To remember names, you can also try other figures of speech like rhyming (Slim Jim) or alliteration (using a phrase starting with the same letters, such as Tiny Tim.
Of course, you can also just use your smartphone to list stuff down or to beep you when you’re due to a meeting. Still, it’s always good for your memory to practice these techniques.
Things to Avoid for a Better Memory
Just as there are some things that are good for your memory, other things can be very bad. So remember to avoid the following items:
1. Sugar
Refined sugar is associated with learning disorders and poor memory formation. It’s also a leading suspect for Alzheimer’s which some call the “diabetes of the brain”.

2. MSG
It’s been linked to problems like migraines, mood swings, and brain fog.
3. Unhealthy Trans Fats
These cause free radical damage which is why you need lots of antioxidants. They also inhibit the production of omega-3 fatty acids.
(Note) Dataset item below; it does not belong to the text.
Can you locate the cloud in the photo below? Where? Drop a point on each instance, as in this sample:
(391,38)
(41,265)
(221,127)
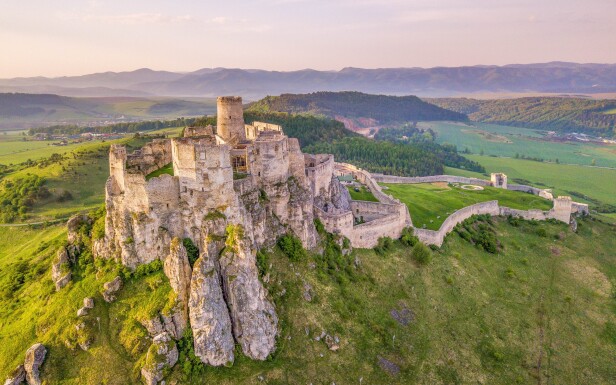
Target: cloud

4. Medications with Memory Loss as a Side Effect
Lots of medications, including sleeping pills, cause memory loss.
5. Smoking
When you smoke 2 packs a day, the risk of Alzheimer’s goes up by 150%, while the risk of dementia rises by 170%.
6. Obesity
The more overweight you are, the more your brain shrinks.
7. Multitasking
Actually, this practice just slows you down.
Trying to increase your recalling power may require an overhaul of your lifestyle, but it’s worth it.
These ways on how to improve memory help with your overall health as well, after all. Keep all these tips in mind, and you will discover that in the end, you’re much better at remembering stuff than you ever been before!